The New York Times recently ran a piece glorifying knockoffs—essentially giving consumers a how-to book on how they could purchase counterfeit products via shady means of encrypted chats and illicit networks. They even called the handbags “sensational” and “indistinguishable.” But what if that story was copied and pasted without credit or if another paper ran the story without attribution?
Intellectual property is a foundational element of our Constitution to protect and cultivate innovation and invention. Our leaders today must continue to protect and reinforce IP just as they have since the 1700s.
The consequences of not protecting IP are vast.

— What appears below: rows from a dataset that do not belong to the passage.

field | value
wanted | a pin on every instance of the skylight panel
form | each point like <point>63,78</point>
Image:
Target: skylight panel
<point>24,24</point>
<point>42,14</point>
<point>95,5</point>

We should not glorify or justify any type of counterfeiting or trademark infringement; it is illicit, and those standing by the sidelines are complicit. Think beyond instant gratification. Think about the why and the how behind the counterfeit. Think about the tradeoffs—the safety of the consumer, the protection of workers, and the protection of the environment.
Jennifer Scoggins Hanks is the chief advocate and spokesperson for AAFA on intellectual property and brand-protection issues. She serves as the staff liaison to AAFA’s Brand Protection Council, connecting with government officials and representatives of global e-commerce, social and digital platforms to advance AAFA-member online and offline priorities. Before moving to Washington, D.C, her career began working in the California State Legislature and the California Governor’s Office.